If in a brick-and-mortar setting, think about how both teachers might move around the room (see Figure 1) and put students into groups, while limiting their movement. We suggest using a compass model and letting students turn north and south to form 2 groups or to use 45-degree angles to get students into 4 groups, but not having students leave their social distancing circle. Using this approach, the 2 teachers can move to different groups within the co-teaching models while limiting movement of students.
Figure 1: Image of how to turn desks for co-teaching models with social distancing.
We also suggest if you have some students online to pair them up with a face-to-face student to be part of a group, so they can be with you in a group.

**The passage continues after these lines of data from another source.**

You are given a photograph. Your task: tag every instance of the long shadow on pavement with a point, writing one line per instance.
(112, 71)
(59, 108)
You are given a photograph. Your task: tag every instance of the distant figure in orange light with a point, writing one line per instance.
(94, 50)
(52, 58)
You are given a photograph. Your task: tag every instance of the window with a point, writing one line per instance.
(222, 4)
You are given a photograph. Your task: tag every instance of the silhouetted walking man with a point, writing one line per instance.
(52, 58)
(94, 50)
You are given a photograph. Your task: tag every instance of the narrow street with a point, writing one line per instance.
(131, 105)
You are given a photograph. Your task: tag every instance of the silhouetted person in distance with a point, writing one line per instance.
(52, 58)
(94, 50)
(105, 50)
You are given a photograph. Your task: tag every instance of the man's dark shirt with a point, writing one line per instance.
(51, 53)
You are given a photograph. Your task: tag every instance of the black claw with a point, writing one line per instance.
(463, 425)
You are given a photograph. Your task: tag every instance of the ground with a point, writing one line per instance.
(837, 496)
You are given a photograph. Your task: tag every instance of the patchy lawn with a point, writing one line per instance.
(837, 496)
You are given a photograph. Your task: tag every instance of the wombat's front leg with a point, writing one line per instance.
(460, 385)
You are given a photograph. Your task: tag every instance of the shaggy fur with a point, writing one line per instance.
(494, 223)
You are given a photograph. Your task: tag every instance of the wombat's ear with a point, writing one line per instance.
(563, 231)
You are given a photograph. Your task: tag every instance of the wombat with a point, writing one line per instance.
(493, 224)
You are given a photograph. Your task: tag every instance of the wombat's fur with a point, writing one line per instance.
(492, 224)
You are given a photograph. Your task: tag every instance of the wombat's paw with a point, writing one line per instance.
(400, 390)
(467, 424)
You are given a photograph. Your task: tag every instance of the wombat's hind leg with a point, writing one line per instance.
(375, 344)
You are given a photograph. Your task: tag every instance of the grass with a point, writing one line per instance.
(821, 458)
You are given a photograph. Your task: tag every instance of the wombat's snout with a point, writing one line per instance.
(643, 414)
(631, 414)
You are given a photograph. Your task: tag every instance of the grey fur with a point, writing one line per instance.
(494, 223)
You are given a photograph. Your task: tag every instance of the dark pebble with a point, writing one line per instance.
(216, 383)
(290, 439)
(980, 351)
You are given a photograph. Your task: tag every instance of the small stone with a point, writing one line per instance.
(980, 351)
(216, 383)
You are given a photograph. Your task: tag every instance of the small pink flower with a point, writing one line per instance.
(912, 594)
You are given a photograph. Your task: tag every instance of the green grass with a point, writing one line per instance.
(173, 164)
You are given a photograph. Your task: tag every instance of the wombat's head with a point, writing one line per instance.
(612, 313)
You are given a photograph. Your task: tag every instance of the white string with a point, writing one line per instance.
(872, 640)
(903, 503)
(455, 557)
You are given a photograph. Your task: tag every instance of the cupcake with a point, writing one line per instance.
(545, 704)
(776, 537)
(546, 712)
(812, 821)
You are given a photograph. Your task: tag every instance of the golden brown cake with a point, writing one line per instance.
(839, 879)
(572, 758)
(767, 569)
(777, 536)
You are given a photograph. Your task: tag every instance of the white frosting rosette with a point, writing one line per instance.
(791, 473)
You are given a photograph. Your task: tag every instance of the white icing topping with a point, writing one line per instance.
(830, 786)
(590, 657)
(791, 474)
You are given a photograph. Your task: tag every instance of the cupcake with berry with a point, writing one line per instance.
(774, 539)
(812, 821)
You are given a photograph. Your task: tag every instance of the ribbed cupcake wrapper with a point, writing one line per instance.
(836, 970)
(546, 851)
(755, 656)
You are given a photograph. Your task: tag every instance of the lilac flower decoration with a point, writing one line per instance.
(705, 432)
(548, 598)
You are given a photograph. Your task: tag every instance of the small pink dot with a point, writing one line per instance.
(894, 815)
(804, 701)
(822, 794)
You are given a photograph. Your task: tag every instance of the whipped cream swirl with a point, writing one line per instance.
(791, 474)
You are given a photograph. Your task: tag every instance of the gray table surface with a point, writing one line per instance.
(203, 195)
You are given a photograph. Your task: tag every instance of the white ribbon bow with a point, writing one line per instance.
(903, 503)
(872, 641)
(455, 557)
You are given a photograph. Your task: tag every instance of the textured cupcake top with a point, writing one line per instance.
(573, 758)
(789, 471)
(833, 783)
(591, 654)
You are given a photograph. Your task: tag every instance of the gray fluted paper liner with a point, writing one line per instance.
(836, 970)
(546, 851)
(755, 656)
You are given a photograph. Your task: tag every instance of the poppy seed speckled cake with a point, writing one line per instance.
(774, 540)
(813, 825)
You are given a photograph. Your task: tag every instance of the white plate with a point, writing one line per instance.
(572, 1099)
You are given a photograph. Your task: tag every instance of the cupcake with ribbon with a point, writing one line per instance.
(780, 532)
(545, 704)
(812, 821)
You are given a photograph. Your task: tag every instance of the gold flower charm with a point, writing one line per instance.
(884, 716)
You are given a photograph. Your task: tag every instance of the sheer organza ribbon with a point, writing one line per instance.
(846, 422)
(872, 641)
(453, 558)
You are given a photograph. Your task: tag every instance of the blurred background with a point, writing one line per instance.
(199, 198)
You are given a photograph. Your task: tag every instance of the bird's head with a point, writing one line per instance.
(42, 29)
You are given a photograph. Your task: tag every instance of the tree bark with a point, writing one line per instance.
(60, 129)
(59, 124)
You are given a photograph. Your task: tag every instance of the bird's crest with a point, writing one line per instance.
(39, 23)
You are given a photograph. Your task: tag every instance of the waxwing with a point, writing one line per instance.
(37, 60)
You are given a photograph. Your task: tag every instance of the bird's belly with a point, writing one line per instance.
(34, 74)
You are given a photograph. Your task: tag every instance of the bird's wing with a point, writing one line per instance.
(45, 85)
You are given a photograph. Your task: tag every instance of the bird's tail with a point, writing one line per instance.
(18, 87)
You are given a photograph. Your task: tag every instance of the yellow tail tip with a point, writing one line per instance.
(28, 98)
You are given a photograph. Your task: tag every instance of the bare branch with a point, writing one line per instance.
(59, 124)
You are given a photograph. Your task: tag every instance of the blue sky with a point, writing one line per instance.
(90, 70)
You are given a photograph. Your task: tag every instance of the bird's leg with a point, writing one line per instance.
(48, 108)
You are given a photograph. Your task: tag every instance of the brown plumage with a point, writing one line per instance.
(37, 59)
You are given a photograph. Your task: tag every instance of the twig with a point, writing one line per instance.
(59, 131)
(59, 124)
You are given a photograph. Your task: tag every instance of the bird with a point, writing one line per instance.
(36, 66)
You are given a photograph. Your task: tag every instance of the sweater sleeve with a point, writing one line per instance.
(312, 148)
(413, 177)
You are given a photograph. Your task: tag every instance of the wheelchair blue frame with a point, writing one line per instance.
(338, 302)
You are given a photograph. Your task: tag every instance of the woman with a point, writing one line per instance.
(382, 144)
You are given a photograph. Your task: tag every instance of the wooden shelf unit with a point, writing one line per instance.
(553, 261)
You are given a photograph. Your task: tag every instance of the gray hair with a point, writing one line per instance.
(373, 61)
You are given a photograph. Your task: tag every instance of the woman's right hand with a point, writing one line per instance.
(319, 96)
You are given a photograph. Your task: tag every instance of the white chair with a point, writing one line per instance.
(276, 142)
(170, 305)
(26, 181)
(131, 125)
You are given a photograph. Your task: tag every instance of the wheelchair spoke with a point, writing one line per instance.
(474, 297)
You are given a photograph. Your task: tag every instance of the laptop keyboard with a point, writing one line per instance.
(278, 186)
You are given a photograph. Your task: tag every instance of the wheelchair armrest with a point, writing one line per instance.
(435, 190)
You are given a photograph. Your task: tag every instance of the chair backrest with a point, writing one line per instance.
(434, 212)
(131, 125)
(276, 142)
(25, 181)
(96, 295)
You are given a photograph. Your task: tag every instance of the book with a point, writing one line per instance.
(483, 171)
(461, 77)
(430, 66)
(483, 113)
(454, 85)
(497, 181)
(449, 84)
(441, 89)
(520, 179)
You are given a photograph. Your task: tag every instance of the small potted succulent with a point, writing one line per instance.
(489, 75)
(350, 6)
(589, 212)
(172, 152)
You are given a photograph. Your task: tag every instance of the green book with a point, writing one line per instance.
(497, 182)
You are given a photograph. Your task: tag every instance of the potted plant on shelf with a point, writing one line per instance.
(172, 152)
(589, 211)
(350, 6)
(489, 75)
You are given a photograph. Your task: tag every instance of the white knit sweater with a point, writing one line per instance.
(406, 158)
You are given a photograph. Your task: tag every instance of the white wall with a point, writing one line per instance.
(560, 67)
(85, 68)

The pairs can be consistent through the length of the unit of study or can rotate by activity.
Our final thought is this: No matter the model of instruction being used (brick-and-mortar, hybrid, virtual), remember two key co-teaching factors in this changing world—consistency and establishing parity. We suggest what co-teachers do online (e.g., using a timer or a red folder to submit items online) occur in all environments. With teachers pivoting among different models, establishing routines is critical and keeping those consistent across environments is just as important. We recommend co-teachers try not to make this mistake we have heard from some teachers: “For now I'll lead, but we will be equals when we get back to school." Expecting that change to occur may be wishful thinking.
Keep in mind that no matter the environment, equality of voice means equality in access. Co-teaching is not about teachers talking more; it is actually about using the expertise of both professionals to ensure all students, including those with disabilities, master the target output of the lesson no matter where, when, or how the instruction occurs.
Friend, M., & Barron, T. (2021). Specially designed instruction for co-teaching. Marilyn Friend, Inc.